I was teetering between confusion and indignation when she laughed, a clear peal of laughter that brought an instant smile to my face. “Hey, Dr. B. Are you ever coming back, or have you jumped the fence for greener pastures?”

 

“I’m headed for the barn,” I said. “FDLE just released the scene.”

 

“So you’re done? It’s over?”

 

“Actually, it’s really just beginning.” The governor had appointed a blue-ribbon panel to investigate the North Florida Boys’ Reformatory, I explained, and the state attorney had empaneled a special grand jury. Leaders of the state senate and house of representatives had announced that they intended to hold hearings when the legislature reconvened in January. Stu Vickery would head an ongoing task force dedicated to identifying the remains of the seven murdered boys and determining whether charges could be brought in any of their deaths. FDLE had established a toll-free citizen tip line, staffed around the clock, to take calls from the school’s former students, their relatives, former employees, or anyone else who could shed light on this dark chapter in Florida’s history of juvenile “justice.” Genetic samples from the skeletal remains were being run through the agency’s DNA lab, and genetic testing would be offered free of charge to possible relatives. The skeletal material from the seven graves had all been sent to Gainesville for cleaning and study. In short, the complex case could take months or, more likely, years to sort out. By then, most of the school’s former employees and many of the boys who’d spent time there would be dead. Former superintendent Hatfield, surely a logical target of prosecution, was dead—the medical examiner had concluded that he’d been strangled, though so far FDLE had no leads in his death—and most of the people who’d worked for him were probably dead or dying, too. “If anybody’s ever charged, I’ll have to come back to testify at the trial,” I said. “Maybe it’s too late to bring anyone to account. But at least the wheels of justice are finally starting to turn.”

 

“Sounds like you put a few dollops of grease on the axles, at least. Good for you.”

 

“Did you get a chance to water my plants and check my mail?”

 

“Of course. Three times. Your plants looked like they hadn’t been watered in a month. Now they’re looking pretty good—and they’re asking if you can please just stay in Florida. You got lots of bills and a few checks, or lots of checks and a few bills, but nothing that looked really pressing. Certainly nothing that looked interesting enough to steam open.”

 

“So nothing hand-addressed from San Francisco? Or Japan?”

 

“Nothing from Isabella? Not unless she disguised it as a fund-raising letter from the Sierra Club.” She hesitated. “If she’s trying to stay off the FBI’s radar, she probably isn’t going to be your pen pal, Dr. B. Look, I know it’s not my business, and I know you hate being in limbo about her—especially the pregnancy thing—but I think you need to assume she’s gone, with a capital G.”

 

“How can I do that, Miranda? She’s probably pregnant, and the baby’s probably mine.”

 

“I’m just saying,” she said.

 

During the awkward pause that followed, I put the truck back in gear, left the pipe-cross cemetery behind, and continued down the dirt road toward the ruins of the North Florida Boys’ Reformatory. “So what’s going on in Anthropology?
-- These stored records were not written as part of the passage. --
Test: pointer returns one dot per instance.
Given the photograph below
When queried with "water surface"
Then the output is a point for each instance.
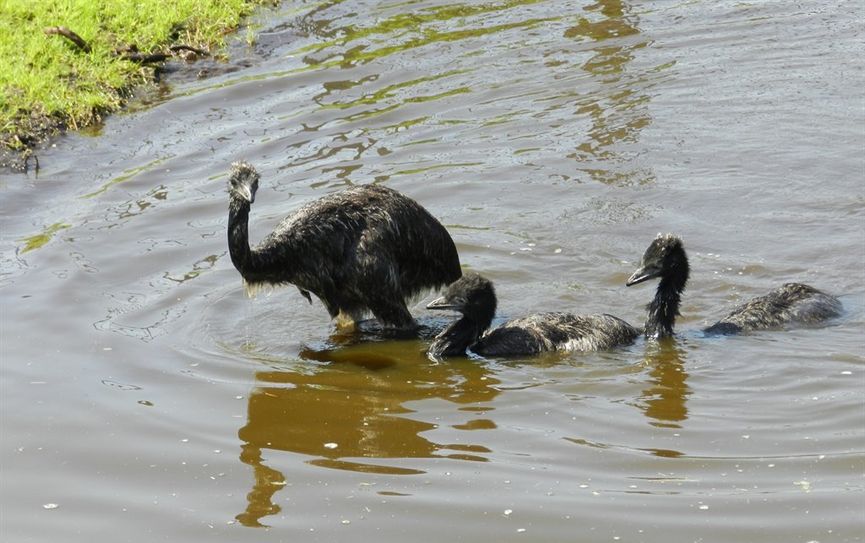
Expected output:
(143, 395)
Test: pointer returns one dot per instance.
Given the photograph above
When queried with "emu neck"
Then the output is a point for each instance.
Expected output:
(663, 309)
(238, 236)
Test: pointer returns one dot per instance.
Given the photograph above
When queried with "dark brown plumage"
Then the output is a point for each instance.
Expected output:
(474, 297)
(366, 249)
(790, 304)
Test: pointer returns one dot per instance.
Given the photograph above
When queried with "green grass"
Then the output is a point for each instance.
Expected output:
(47, 82)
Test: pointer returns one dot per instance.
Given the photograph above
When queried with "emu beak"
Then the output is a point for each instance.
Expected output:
(442, 303)
(644, 273)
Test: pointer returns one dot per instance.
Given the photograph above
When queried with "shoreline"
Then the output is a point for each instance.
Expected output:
(68, 69)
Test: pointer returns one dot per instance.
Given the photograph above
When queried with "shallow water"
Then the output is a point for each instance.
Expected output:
(143, 395)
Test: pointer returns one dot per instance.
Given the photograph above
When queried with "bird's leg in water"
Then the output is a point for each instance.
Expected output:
(345, 323)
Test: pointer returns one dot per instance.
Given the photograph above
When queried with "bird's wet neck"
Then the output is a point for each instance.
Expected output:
(456, 338)
(663, 309)
(238, 236)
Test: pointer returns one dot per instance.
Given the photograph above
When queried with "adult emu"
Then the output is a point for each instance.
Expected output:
(474, 297)
(789, 304)
(366, 249)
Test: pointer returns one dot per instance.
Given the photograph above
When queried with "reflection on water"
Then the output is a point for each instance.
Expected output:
(663, 401)
(354, 408)
(115, 277)
(621, 112)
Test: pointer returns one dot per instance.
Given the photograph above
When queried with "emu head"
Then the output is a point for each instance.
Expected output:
(665, 258)
(243, 181)
(472, 295)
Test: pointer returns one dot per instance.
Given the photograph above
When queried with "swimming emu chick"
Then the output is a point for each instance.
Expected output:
(792, 303)
(364, 249)
(474, 297)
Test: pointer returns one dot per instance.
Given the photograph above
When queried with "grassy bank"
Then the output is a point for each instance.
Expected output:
(48, 83)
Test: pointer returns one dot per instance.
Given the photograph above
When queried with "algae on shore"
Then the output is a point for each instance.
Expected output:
(47, 83)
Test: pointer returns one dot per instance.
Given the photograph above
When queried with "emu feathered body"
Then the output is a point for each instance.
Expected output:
(790, 304)
(366, 249)
(474, 297)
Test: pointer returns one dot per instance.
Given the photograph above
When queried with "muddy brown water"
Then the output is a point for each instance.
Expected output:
(145, 398)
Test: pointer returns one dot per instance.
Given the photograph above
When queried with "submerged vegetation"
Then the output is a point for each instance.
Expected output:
(50, 81)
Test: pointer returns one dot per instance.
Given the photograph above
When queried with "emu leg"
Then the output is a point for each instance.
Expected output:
(393, 313)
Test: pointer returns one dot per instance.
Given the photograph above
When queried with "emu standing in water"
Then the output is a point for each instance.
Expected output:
(364, 249)
(792, 303)
(475, 297)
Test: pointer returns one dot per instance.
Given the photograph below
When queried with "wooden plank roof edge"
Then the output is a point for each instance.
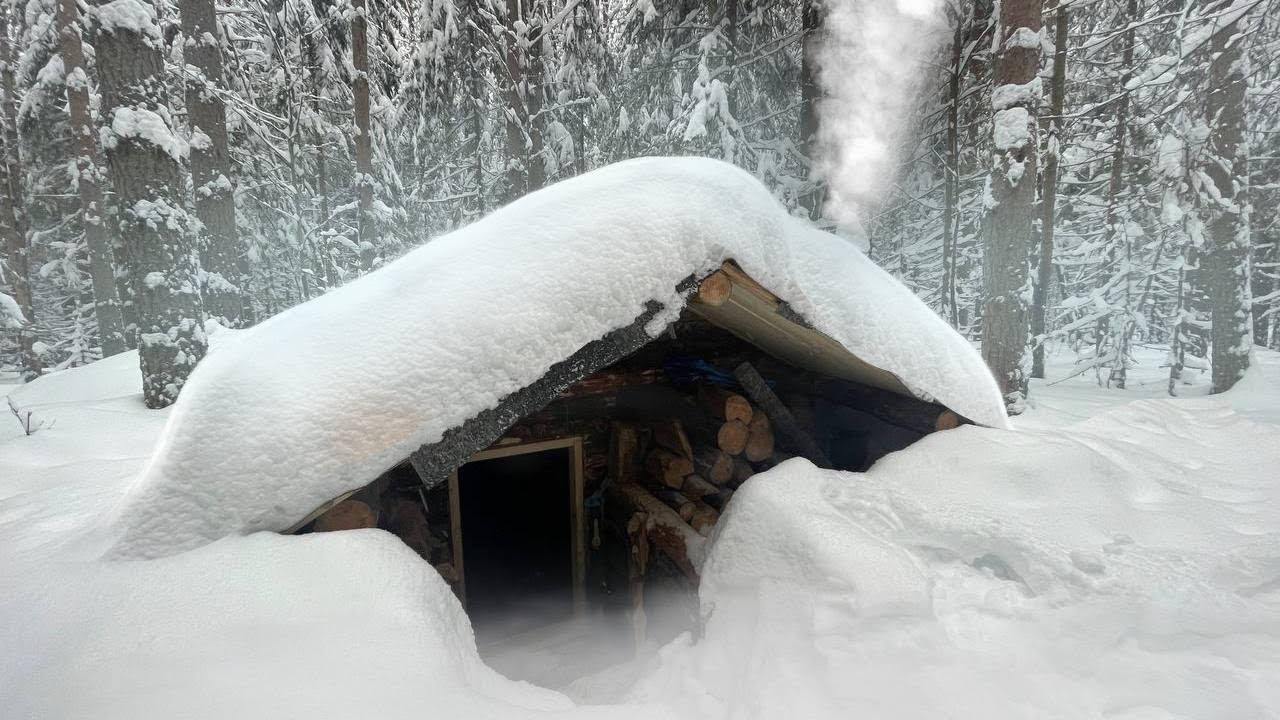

Have the culturalists taken over the department while I’ve been gone? Have you taken over the department while I’ve been gone?”

 

“Both.” She laughed. “Actually, things are pretty dead around here. In the boring, figurative sense of the word. We’ve had two ID cases. One was a homeless guy who made the mistake of passing out on the railroad tracks just before the two A.M. freight train rolled through. The other was a floater in Tellico Lake—you remember that empty fishing boat that ran aground last month with the motor running wide open? That guy finally washed up. Oh, and some woman called in a tizzy yesterday because she’d found human leg bones in her backyard—she watches all the crime shows on TV, so she knows a lot about bones—but they were from a deer.”